The Deck Saga

One of the things David and I loved about this house was the deck. It was huge, with a gorgeous view--you could see for miles. It also had a lot of rotting wood on it. The supports were still good; only the surface and handrails needed to be replaced. I started the project myself, but it quickly turned into a nightmare--trying to pull rusted screws out when their heads have rusted right off is no easy task. So after doing one section of the floor, I called in some "pros" to finish it.

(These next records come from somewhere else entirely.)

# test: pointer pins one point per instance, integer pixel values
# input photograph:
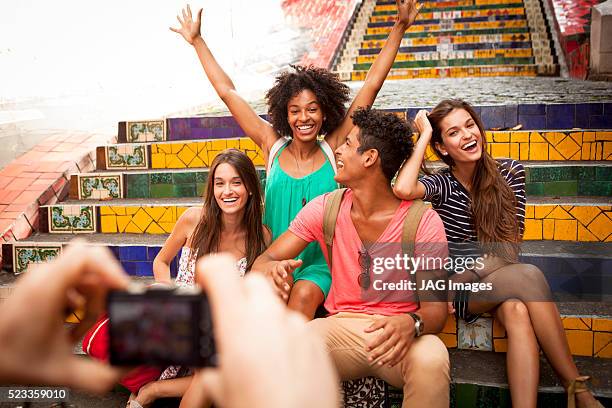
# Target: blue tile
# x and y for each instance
(492, 116)
(538, 109)
(595, 108)
(532, 122)
(560, 116)
(582, 115)
(511, 116)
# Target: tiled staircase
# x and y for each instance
(461, 38)
(159, 168)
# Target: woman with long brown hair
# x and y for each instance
(482, 204)
(230, 220)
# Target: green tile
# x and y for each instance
(561, 188)
(162, 190)
(183, 178)
(161, 178)
(137, 186)
(184, 190)
(595, 188)
(534, 189)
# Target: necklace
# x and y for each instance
(302, 175)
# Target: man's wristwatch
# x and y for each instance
(419, 326)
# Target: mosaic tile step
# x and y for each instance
(450, 54)
(450, 47)
(451, 32)
(452, 59)
(447, 40)
(454, 14)
(171, 155)
(454, 72)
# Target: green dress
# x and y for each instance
(285, 196)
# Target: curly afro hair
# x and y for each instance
(330, 92)
(387, 133)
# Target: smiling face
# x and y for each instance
(230, 192)
(461, 137)
(304, 115)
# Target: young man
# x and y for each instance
(373, 328)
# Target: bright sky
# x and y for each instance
(125, 49)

They were terrible. I picked a top-rated contractor off Angieslist, but found out later that it was more like a referral service...and the guy they referred me to was sloppy and unprofessional. As they were finishing up the project, I started noticing little things--ends of boards weren't cut straight, the bottoms of the railings weren't a consistent height--and I tried to get some of them corrected, but got kind of brushed off. They half-assedly resolved one of my complaints (made one section of railing even with the one next to it) and rushed through the rest of the job.

When they finished, I wasn't really happy with it, but at that point the project had dragged on and had been stressing me out for so long that I just wanted it behind me. We were planning on moving, anyway, so the uneven bits that would annoy me wouldn't be an issue soon.

This section of railing looks pretty nice, actually. It has warped quite a bit (more on that later), but it's basically okay.

Here's a pretty decent bottom gap. I'd prefer it a little higher (code says it can be up to 4"), but this is okay. Note the crooked cuts on the balusters, though.

Hmm, that's a significant change in height. And what is going on with those balusters?

Okay, this is ridiculous. Even without measuring, this is a glaringly obvious difference. At this height, I can't sweep leaves and debris off the deck. Nice job on the balusters, though.

Wait, I take that back.

Great patch job, guys. I'm sure nobody will notice.

As the wood dried, it warped. Rather a lot. Gaps like this started showing up.

Further inspection showed that each top rail (even the ones over 8 feet long) is only attached by a screw at each end and a single screw in the middle, like this. Of course the wood is warping--it isn't even f#$%ing screwed down!

Straight lines are for sissies.

How wide should this gap be? Eh, good enough.

So it's a year later, and the house didn't sell. The deck has been bugging me, but I tried to ignore it until about 3 weeks ago. We had a guest who was leaning on the railing, and the railing just...collapsed. The section of railing he'd been leaning on tore away from the post and dropped about 3 inches. The height of our deck is no small drop--we're on a very steep hill. I am not exaggerating in the least when I say that if he'd been leaning forward more, he could have been killed.

Note the broken screw. This entire section of railing--over 8 feet long--was attached to the post with three screws. Two at the top and one at the bottom.

It turns out not only are they all attached with 3 screws, but the screws are so close to the edge of the wood that even slight warping can tear them out.

That was enough to motivate me. I called back and was told that I was past the "satisfaction guarantee" window, but they would send someone out to look at it. They sent the same guy (fantastic), who looked it over, seemingly unconcerned. He reattached the railing, put a couple more screws in the rest of them, and made a vague promise to come back next week to even up the bottoms of the railings. Take a look at the splendid job he did reattaching the railing:

Apparently it's too hard to line a railing up with the one right next to it.

Note: same number of screws, just a little further from the edge and sunk way into the wood.

And here's what the rest of them look like now.

Two weeks have now passed, and not a word from the contractor. I've had it. I don't give a damn if the we get an offer on the house tomorrow--I paid to have a professional finish my deck, and got an ugly, unsafe mess. I'm not going to just pass the problem off to the next people to buy the place, hoping that they decide to get it redone before someone falls and kills themself. In addition to everything above, the posts aren't even properly attached. They're not bolted on--they've just got a few screws in 'em.

Note: that bolt does not go through the post. The 4 wood screws under it are all that's holding the post on.

Five screws! I guess that's better...?

Um...five and a half?

I would really appreciate any advice on what to do here. My plan so far is to print out these pictures, go down to the main office, and demand to speak to someone else about it. I can threaten them with a bad review on Angieslist, which may or may not affect them, with the volume of positive reviews they have (there are a sprinkling of terrible reviews in there, which I cynically suspect are from people unfortunate enough to have ended up with the same guy I got). Maybe I could take them to small claims court to try to get my money back, at least (though I'd still be stuck with the cost of the wood, since I bought all that when I was planning to finish it myself).

Beyond that, I have no idea. What I want is for them to just fix the damn thing, but I fear that's unlikely to happen. It would require a lot of wood to do right, and I sure as hell don't want to pay for that again.